The tutorial that this data belongs to can be found here (https://reproducible.sschmeier.com/).
This is a directory structure to develop a Snakemake workflow. It contains all the data (see below)that is needed. A Snakemake workflow is based on a "Snakefile" that contains rules on how to process certain types of data. The aim of the tutorial is to develop a "Snakefile" to analyse the samples in the fastq directory.
There are some examples of how a Snakefile can be developed in the "examples" directory.

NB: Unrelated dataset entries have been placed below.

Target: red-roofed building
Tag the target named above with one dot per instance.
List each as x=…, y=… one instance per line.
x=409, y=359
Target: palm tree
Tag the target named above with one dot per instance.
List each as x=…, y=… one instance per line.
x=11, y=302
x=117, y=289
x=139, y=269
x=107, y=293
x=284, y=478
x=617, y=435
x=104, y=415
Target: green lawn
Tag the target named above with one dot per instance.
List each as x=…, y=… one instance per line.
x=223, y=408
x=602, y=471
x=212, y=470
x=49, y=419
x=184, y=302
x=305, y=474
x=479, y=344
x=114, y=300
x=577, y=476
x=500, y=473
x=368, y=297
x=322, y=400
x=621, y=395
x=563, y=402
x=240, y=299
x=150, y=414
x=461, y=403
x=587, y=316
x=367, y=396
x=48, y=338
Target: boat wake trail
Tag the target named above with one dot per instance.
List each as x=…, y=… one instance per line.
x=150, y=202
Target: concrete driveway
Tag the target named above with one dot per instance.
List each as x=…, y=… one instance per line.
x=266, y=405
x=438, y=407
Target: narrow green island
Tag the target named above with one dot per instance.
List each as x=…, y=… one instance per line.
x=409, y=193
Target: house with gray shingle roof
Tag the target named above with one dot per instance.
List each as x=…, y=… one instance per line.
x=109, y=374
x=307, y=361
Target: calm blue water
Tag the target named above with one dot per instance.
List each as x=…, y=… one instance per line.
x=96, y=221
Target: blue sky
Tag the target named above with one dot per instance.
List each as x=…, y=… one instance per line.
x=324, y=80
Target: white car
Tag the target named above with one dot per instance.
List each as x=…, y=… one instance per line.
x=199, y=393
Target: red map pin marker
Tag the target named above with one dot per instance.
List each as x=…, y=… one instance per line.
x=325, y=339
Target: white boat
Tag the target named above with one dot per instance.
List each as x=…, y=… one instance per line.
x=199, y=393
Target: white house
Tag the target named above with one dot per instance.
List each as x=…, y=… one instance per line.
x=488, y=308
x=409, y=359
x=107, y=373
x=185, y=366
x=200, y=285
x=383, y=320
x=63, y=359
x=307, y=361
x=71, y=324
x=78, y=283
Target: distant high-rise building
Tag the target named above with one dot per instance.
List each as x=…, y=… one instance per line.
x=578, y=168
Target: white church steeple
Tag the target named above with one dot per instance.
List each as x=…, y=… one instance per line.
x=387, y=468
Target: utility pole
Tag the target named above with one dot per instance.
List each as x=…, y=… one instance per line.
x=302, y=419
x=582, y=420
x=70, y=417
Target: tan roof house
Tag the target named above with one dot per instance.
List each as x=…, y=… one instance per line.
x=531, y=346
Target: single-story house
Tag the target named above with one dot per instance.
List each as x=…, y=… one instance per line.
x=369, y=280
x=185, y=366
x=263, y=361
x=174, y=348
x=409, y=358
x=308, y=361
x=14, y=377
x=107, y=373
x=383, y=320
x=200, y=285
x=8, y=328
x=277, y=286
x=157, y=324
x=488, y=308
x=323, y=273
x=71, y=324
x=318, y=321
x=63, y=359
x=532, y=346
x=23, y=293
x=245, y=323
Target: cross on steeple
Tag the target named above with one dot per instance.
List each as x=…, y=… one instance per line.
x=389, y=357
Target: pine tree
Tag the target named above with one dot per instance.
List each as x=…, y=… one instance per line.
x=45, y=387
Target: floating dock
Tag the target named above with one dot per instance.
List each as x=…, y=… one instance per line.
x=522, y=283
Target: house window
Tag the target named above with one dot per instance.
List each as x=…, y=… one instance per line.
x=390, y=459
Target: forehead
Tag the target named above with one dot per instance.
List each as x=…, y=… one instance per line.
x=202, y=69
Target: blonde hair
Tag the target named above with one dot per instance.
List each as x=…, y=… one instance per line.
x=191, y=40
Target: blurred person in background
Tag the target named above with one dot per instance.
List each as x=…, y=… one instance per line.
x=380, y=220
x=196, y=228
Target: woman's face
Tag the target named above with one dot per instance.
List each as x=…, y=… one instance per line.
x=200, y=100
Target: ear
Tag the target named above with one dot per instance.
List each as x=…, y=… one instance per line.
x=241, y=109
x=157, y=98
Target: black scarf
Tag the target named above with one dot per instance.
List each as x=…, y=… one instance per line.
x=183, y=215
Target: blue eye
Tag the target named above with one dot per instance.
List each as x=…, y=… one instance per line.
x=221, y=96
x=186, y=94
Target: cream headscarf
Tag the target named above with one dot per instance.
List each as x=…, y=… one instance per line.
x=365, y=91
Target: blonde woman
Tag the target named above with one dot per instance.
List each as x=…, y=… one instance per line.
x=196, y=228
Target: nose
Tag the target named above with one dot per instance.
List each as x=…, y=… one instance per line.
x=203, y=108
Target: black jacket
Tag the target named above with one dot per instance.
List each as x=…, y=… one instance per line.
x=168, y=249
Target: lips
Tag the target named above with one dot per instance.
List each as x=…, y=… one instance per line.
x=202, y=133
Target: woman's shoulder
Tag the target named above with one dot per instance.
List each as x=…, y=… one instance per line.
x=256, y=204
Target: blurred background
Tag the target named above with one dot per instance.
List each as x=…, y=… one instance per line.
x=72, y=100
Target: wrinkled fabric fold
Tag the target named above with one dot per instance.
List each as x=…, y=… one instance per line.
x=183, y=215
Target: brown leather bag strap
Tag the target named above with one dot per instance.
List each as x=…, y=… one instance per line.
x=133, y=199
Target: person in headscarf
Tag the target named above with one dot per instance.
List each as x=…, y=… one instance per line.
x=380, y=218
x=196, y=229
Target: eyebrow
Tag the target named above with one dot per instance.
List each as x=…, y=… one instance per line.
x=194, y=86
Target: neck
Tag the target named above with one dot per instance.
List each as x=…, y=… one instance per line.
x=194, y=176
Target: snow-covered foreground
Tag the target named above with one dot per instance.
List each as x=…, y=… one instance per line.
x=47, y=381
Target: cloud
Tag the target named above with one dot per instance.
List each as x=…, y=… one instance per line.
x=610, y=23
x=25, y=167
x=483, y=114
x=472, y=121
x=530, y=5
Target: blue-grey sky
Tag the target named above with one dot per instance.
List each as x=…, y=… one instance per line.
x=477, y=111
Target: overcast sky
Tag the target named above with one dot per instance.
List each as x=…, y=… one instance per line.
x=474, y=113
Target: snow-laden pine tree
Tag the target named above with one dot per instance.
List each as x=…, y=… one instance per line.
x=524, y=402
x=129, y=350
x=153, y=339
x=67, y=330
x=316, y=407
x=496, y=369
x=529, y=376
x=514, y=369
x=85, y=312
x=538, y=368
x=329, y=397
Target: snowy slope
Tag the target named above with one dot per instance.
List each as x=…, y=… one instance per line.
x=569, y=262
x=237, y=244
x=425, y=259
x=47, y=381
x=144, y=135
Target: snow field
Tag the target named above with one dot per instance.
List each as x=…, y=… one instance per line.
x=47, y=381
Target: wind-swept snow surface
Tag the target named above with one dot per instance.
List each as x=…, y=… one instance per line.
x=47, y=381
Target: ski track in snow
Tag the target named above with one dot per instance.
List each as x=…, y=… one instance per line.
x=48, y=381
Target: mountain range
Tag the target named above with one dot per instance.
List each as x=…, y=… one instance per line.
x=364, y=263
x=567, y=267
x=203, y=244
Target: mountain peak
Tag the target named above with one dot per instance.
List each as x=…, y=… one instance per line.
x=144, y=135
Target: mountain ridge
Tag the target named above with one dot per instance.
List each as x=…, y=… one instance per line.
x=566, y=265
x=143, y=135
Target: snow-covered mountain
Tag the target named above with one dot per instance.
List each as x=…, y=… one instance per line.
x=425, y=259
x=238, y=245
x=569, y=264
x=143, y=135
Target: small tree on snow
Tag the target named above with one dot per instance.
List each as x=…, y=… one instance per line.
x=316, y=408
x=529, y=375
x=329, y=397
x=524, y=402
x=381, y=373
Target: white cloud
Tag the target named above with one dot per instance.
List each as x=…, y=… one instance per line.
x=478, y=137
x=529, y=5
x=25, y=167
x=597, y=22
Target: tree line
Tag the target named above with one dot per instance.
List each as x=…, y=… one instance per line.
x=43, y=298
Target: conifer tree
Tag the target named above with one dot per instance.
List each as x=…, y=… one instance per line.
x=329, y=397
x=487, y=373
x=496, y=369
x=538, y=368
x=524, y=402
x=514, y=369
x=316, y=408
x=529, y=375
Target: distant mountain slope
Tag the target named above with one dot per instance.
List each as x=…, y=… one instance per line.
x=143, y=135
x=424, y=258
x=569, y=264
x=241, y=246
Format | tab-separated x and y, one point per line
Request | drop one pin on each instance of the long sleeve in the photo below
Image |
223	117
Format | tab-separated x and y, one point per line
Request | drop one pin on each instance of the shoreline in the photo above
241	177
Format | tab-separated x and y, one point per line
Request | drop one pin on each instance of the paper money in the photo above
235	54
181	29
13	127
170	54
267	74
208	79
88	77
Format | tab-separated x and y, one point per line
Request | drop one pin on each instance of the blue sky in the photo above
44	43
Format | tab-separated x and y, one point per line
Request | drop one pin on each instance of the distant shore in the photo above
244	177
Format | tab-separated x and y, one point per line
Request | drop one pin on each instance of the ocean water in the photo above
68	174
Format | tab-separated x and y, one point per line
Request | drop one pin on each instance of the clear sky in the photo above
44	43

The data is from a transcriptomics experiment in yeast and has been downsampled heavily to facilitate quick analyses. The original data can be found at the Short Read Archive (https://www.ncbi.nlm.nih.gov/sra?linkname=bioproject_sra_all&from_uid=212389).
- https://www.ncbi.nlm.nih.gov/sra/SRX362638
- https://www.ncbi.nlm.nih.gov/sra/SRX362639
- https://www.ncbi.nlm.nih.gov/sra/SRX362640
- https://www.ncbi.nlm.nih.gov/sra/SRX362641
- samples: [SRR941826, SRR941827, SRR941830, SRR941831]
- ftp://ftp.ensembl.org/pub/release-92/fasta/saccharomyces_cerevisiae/dna/Saccharomyces_cerevisiae.R64-1-1.dna_sm.toplevel.fa.gz
- ftp://ftp.ensembl.org/pub/release-92/gtf/saccharomyces_cerevisiae/Saccharomyces_cerevisiae.R64-1-1.92.gtf.gz"
# create snakemake env
conda env create -n snakemake --file envs/snakemake.yaml
# activate env
conda activate snakemake
# dry run
snakemake -np --use-conda
# execute
snakemake -Tp --use-conda
examples/
├── dag_v5.png ## workflow diagram for v5
├── dag_v6.png ## workflow diagram for v6
├── dag_v7.png ## workflow diagram for v7
├── Snakefile_v2 ## workflow with one rule (trimming) and explicit naming of targets
├── Snakefile_v3 ## workflow with one rule (trimming) and target file detection based on samples
├── Snakefile_v4 ## workflow with one rule (trimming) + logging and benchmarking of the rule
├── Snakefile_v5 ## workflow with one rule (trimming) + specific conda environment for rule
├── Snakefile_v6 ## workflow with three rules (trimmming, genome indexing and read mapping)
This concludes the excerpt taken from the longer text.